Zeichnung: Peter Strasser

Morgengrauen

Was es braucht, um eine Seele zu haben

Gastkommentar / von Peter Strasser / 19.12.2015

Nach dem Belcanto-Abend war an Schlaf zunächst gar nicht zu denken. Nichts kann den Menschen so sicher machen, dass er eine Seele hat, wie der Klang einer Stimme, die vom Himmel her auf uns gekommen scheint. Und ist sie es denn nicht, die Stimme der Diva assoluta?

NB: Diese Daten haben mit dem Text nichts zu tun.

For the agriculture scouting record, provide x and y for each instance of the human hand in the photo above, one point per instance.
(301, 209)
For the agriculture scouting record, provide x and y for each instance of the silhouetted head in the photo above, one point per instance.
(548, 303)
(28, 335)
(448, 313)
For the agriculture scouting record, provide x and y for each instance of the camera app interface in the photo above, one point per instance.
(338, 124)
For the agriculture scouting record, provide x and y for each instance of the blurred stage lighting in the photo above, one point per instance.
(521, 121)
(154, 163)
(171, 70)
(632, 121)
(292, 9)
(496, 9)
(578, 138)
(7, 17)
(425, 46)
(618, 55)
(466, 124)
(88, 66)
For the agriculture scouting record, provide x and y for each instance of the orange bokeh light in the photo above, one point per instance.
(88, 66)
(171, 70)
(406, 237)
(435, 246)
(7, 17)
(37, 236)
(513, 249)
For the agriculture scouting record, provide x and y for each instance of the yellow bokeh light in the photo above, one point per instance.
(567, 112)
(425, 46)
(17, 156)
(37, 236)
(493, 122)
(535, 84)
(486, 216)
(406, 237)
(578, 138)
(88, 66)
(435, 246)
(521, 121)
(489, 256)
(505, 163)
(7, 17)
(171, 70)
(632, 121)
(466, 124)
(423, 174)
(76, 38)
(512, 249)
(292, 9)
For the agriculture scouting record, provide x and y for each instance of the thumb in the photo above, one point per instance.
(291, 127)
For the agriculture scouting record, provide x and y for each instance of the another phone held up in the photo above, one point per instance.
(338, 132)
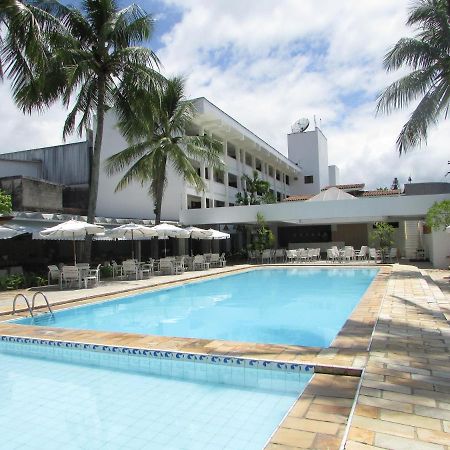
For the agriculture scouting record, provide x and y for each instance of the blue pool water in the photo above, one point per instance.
(296, 306)
(57, 398)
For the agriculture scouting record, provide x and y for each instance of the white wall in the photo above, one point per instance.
(133, 201)
(310, 150)
(361, 210)
(438, 243)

Eine dumme Frage, es könnte auch die Stimme einer Laienchorsängerin auf einer Provinzkirchenempore sein. Du wirst bei hellen, überhellen Sinnen emporgehoben und fortgetragen, von der Schönheit weggenommen aus dem Tal der Tränen und des Todes. Du kennst die Texte, die Arienverse, an denen der Gesang erblüht.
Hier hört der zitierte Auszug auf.